Zoals gezegd, de pogingen om
zelfmoord te herdopen tot zelfdoding, de pleidooien om mensen niet te
veroordelen, zijn op zich een humanisering en men kan er niet onderuit dat de
last van problemen voor sommige mensen zo onoverzichtelijk kunnen lijken dat
een antwoord niet voor de hand ligt. Maar los daarvan kan het hechten aan het
leven zo verzwakt zijn dat het niet enkel een verlossing lijkt, maar nog weinig
om het lijf heeft. Dit moet ons tot reflectie aanzetten, al weten we niet goed
waar we eerst moeten kijken.
Misschien kan een stuk van
Joël de Ceulaer hierbij enig inzicht bieden, want hij ergert zich aan de Fakkeltjeskrant,
want uiteraard koos hij voor zijn dochter de optie niet-confessionele
zedenleer, maar nu vond hij dat die vrijzinnigen de praktijken van de
katholieken niet moeten overnamen. Het gaat erom dat men natuurlijk kan geloven
dat feiten op zich volstaan, dat zingeving dus niet echt hoeft. Zou het
volstaan te weten dat mensen via een lange weg van de eencellige wezens
ontwikkeld zijn tot een bijzonder chemische fabriek, behept met een bewustzijn?
Zou het volstaan te weten dat er zoiets
bestaat als de eerste en de tweede wet van de thermodynamica, namelijk dat
volgens de eerste Hoofdwet energie nooit verloren kan gaan en niet uit het
niets kan voortkomen, terwijl de tweede Hoofdwet vertelt over de entropie, de
verhouding tussen toename van energie en het evenwicht van het systeem? Het
zijn complexe inzichten die men niet zomaar als feiten kan voorstellen.
Het ontwikkelen van een
zelfbeeld en een wereldbeeld kan niet voorbij aan de verworven
wetenschappelijke inzichten, maar tegelijk kan men, zoals Jacques De Visser
vaststelt in verband met het denken van Leszek Kolakowski voorbij aan het feit dat
men van het wetenschappelijke kennen geen filosofisch inzicht kan maken, dat
wil zeggen dat men de inzichten van Newton of Einstein, Niels Bohr of François
Englert best ernstig moet nemen, maar tegelijk, lijkt mij, zegt Leszek
Kolakowski, volstaan die inzichten niet om ons menselijk zelfbegrijpen te
articuleren. Het levensbeschouwelijke kan niet om wetenschappelijke inzichten
heen, maar kan er ook niet mee volstaan.
Albert Camus kan bijvoorbeeld
helpen om over de ervaren zinloosheid van dagelijkse klussen heen te komen in
de mate dat men begrijpt dat routinewerk niet per se zinloos hoeft te zijn.

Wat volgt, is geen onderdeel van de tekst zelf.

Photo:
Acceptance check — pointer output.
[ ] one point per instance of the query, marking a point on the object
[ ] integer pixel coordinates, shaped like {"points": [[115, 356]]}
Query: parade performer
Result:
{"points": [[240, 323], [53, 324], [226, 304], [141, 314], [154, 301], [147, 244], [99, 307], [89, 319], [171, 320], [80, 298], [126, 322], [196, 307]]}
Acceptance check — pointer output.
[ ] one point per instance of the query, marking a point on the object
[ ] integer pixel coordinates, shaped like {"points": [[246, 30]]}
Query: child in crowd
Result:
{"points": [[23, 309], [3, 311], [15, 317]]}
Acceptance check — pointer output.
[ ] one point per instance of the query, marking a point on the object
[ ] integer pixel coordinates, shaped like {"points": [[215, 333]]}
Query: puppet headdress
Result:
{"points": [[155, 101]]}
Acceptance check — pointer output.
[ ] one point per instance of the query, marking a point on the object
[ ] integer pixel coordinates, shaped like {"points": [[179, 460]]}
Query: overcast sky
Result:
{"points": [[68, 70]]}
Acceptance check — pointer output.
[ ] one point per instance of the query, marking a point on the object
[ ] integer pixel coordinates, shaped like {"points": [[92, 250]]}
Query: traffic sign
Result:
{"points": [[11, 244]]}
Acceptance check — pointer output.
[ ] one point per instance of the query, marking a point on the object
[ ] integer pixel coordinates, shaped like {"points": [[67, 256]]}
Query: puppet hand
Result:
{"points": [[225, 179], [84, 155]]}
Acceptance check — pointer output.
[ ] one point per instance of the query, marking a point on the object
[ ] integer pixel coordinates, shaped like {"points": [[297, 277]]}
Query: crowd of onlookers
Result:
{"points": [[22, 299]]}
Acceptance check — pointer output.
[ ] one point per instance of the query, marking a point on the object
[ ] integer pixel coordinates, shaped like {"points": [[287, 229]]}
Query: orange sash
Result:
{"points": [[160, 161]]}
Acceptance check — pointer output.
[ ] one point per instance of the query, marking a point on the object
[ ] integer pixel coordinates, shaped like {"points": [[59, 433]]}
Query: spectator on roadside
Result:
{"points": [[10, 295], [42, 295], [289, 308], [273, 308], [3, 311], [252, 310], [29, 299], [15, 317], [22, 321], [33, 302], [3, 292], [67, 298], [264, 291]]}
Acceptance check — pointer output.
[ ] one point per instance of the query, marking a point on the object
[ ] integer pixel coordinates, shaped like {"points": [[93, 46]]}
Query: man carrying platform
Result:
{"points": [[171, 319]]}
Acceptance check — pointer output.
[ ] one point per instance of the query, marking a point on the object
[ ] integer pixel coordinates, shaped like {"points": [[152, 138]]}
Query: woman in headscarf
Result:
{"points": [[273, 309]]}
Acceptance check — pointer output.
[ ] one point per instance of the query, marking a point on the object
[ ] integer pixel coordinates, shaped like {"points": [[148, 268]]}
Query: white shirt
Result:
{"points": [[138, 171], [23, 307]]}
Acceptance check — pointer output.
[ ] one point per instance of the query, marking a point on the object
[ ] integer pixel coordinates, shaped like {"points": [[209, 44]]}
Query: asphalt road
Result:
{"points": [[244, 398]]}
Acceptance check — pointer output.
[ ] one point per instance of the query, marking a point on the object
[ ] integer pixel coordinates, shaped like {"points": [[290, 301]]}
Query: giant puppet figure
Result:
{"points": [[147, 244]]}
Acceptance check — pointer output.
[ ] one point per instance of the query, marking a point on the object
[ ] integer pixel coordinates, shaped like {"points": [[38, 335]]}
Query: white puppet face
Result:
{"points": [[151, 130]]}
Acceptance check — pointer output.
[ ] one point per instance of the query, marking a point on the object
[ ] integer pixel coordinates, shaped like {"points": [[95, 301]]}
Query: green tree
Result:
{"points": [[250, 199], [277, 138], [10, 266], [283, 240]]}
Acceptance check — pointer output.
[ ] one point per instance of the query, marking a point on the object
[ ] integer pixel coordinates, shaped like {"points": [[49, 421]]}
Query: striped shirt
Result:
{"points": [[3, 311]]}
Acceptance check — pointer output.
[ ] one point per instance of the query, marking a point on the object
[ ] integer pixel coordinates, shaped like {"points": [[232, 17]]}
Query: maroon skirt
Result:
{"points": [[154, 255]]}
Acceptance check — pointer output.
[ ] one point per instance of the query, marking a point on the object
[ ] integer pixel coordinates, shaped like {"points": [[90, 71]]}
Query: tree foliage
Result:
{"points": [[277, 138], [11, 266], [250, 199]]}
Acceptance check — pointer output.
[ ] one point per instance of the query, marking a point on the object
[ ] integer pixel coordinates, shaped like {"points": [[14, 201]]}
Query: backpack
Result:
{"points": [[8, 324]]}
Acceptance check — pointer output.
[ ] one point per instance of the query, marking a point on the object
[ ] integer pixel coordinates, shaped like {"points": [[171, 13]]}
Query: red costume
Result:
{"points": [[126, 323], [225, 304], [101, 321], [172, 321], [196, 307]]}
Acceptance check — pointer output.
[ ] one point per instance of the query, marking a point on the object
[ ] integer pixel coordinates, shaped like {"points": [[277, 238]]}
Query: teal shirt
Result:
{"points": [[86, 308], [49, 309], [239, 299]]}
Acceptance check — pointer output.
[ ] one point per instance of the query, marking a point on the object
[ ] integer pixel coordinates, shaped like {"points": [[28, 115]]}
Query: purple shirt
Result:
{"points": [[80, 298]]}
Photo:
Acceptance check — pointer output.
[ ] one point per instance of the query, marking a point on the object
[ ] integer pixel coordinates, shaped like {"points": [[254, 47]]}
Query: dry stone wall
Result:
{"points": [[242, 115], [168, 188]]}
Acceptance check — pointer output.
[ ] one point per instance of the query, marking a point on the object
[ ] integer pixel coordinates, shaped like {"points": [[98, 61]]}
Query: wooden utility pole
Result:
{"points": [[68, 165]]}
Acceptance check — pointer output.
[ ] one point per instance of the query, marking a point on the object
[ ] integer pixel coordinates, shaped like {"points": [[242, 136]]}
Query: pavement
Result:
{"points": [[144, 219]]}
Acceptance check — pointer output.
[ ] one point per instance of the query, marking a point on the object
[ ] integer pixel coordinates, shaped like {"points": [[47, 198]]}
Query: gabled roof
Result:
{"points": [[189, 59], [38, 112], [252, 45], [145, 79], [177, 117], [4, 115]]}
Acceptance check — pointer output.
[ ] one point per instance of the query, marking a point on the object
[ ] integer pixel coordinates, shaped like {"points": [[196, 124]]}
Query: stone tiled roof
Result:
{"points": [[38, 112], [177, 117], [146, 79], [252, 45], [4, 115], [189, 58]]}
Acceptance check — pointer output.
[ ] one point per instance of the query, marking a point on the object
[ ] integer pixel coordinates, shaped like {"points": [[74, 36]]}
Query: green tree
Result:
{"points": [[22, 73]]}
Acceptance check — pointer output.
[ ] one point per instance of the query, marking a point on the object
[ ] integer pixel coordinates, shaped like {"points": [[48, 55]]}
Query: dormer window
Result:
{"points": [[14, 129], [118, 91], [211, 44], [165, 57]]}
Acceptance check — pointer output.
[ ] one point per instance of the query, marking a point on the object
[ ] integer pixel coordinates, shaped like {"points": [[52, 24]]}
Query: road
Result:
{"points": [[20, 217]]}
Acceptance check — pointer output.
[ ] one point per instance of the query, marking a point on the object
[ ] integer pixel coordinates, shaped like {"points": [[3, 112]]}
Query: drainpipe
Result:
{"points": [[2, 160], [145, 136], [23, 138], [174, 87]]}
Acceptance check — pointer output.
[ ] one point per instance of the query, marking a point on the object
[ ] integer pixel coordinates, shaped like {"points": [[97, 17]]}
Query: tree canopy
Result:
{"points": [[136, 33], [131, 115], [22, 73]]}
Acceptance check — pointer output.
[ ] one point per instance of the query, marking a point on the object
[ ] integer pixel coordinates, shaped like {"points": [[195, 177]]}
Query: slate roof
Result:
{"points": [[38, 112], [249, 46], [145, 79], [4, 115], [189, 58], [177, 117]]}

Meer in het algemeen blijkt dat mensen over hun arbeidsomstandigheden
ontevreden blijken in de mate dat ze
zelf minder greep hebben op wat er gebeuren moet. Tegelijk ziet men dat mensen
wel graag tevreden thuis komen van hun job of werkplek, maar dat is hen niet
altijd gegeven.
We hadden het over het
bewustzijn en hoe ons dat parten kan spelen, omdat we het niet altijd onder
controle blijken te hebben, dat wil zeggen dat we ons niet altijd bewust zijn
van wat we zelf van belang achten en daardoor kan het moeilijk blijken de
zegeningen die ons overkomen te zien, in plaats van de last die op ons lijkt te
drukken. Hoeveel mensen dit overkomt, blijkt moeilijk vast te leggen, omdat we
over de goede dingen niet zo gemakkelijk spreken. Hier komt de Weltanschauung op de proppen, dat wil
zeggen, de vraag hoe we tegen de wereld aankijken. Zou er onderzoek gedaan zijn
naar de relatie tussen een wereldbeschouwing en hoe we in het leven staan, hoe
we met andere woorden tegen onszelf en andere mensen aankijken. Feit is wel dat
mensen die zich in allerlei verenigingen en organisaties engageren vaak het
beste in staat blijken welwillend tegenover andere mensen te staan. Engagement
veronderstelt dan wel een positieve kijk op het leven, zodat moeilijk te
bepalen valt wat de kip en wat het ei is.
Vandaag wekt het publieke
debat de indruk dat er maar twee mogelijkheden zijn, met name een neoliberale
visie, waarbij het erom gaat dat elk voor zich maar moet zorgen dat het hem of
haar goed gaat en indien dit niet lukt, dan is men een looser. Aan de andere
kant zouden linkse mensen staan die vinden dat de overheid voor ons welbevinden
moet zorgen. Maar beide benaderingen zijn in hoofdzaak materialistisch en zelfs
deterministisch, waardoor het persoonlijke van geen tel is. Men kan overigens
in die benaderingen niet echt voorbij het materiële welbevinden kijken.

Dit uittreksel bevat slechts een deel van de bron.